---
title: "LitLLMs, LLMs for Literature Review: Are we there yet?"
type: source
tags: [literature-review, llm, retrieval-augmented-generation, generation, related-work]
authors: [Agarwal Shubham; Sahu Gaurav; Puri Abhay; Laradji Issam H.; Dvijotham Krishnamurthy DJ; Stanley Jason; Charlin Laurent; Pal Christopher]
year: 2024
venue: "Transactions on Machine Learning Research (TMLR), 12/2024; arXiv:2412.15249"
kind: paper
raw_path: "raw/Literature Review Methodology/LMs for Literature Review- Are we there yet.pdf"
arxiv: "2412.15249v2"
project: "https://litllm.github.io"
created: 2026-04-20
updated: 2026-04-20
key_claims:
  - Literature-review writing decomposes cleanly into two LLM-tractable sub-tasks - (1) retrieving related work for a query abstract and (2) generating a related-work section from retrieved papers.
  - A two-step retrieval (LLM extracts keywords from an abstract, then queries Google/Semantic Scholar + document embeddings) combined with LLM re-ranking doubles normalised recall versus naive embedding search.
  - Combining keyword-based and embedding-based search improves precision +10% and recall +30% over either alone.
  - A plan-then-generate approach (LLM first outputs a sentence-level plan for which paper to cite where, then executes the plan) reduces hallucinated references by 18-26% versus simpler LLM generation pipelines.
  - Attribution prompting (asking the LLM to justify why each ranked paper is relevant) improves re-ranking reliability and transparency.
  - A rolling arXiv test-set protocol (use only the most recent month of submissions) is proposed to avoid test-set contamination when evaluating newly released LLMs zero-shot.
---

# Agarwal et al. 2024 — LitLLMs: LLMs for literature review, are we there yet?

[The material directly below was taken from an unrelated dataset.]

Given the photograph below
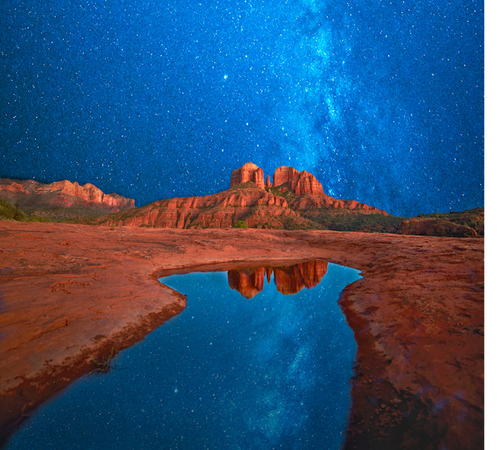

TMLR 2024 paper from ServiceNow Research + Mila that decomposes literature-review writing into **retrieval + generation** and evaluates a pipeline of LLM-based tricks over each sub-task. The project page ships code and a demo at `litllm.github.io`.

## Why it matters here

The most operationally concrete of the LLM-for-literature-review papers: produces a pipeline specification (keyword extraction → dual retrieval → re-ranking → plan → generation) with ablations showing which tricks pay off. The **plan-then-generate** pattern is the strongest hallucination-reduction finding so far.

## Pipeline

1. **Keyword extraction** — LLM takes an abstract or research-idea paragraph and emits search keywords.
2. **Retrieval** — two-track: LLM-generated keywords into Google Scholar / Semantic Scholar, *plus* embedding-based similarity over abstracts. Combining both beats either alone.
3. **Re-ranking** — LLM scores candidate papers against the query abstract and attributes its reasoning to specific excerpts; debate-style aggregation between multiple LLM passes is also explored.
4. **Plan** — optional sentence-level outline ("cite paper X at sentence 3 to justify Y") generated by LLM, user, or hybrid.
5. **Generation** — LLM writes the related-work section conditioned on query abstract, top-*k* papers, and plan.

## Findings

- Keyword-from-abstract extraction outperforms using the raw abstract as a query.
- Attribution-prompted re-ranking improves ROUGE and human-judged quality.
- **Plan-based generation reduces hallucinated citations by 18-26%** vs. plan-free baselines — the headline result for scientific writing use.
- Rolling arXiv protocol (most-recent-month papers) is proposed as a contamination-resistant evaluation design.

## Limits

Abstract-only input means the method gives early-stage preliminary references, not a final curated bibliography. Evaluation via ROUGE and human judgement on arXiv ML papers — transfer to other domains (medicine, BPM) untested. Does not address the [[sources/2007-kitchenham-slr-guidelines|Kitchenham]] inclusion/exclusion-criteria rigour or quality assessment.

## Connections
- [[methods/systematic-literature-review]] — positioning: this is a narrative / related-work pipeline, not a full SLR.
- [[concepts/llm-assisted-literature-review]] — hub; this paper covers the retrieval and writing phases.
- [[entities/shubham-agarwal]] — first author.
- Contrasts with screening-centric [[sources/2024-dennstaedt-llm-title-abstract-screening]] and meta-empirical [[sources/2025-scherbakov-llms-as-tools-literature-reviews]].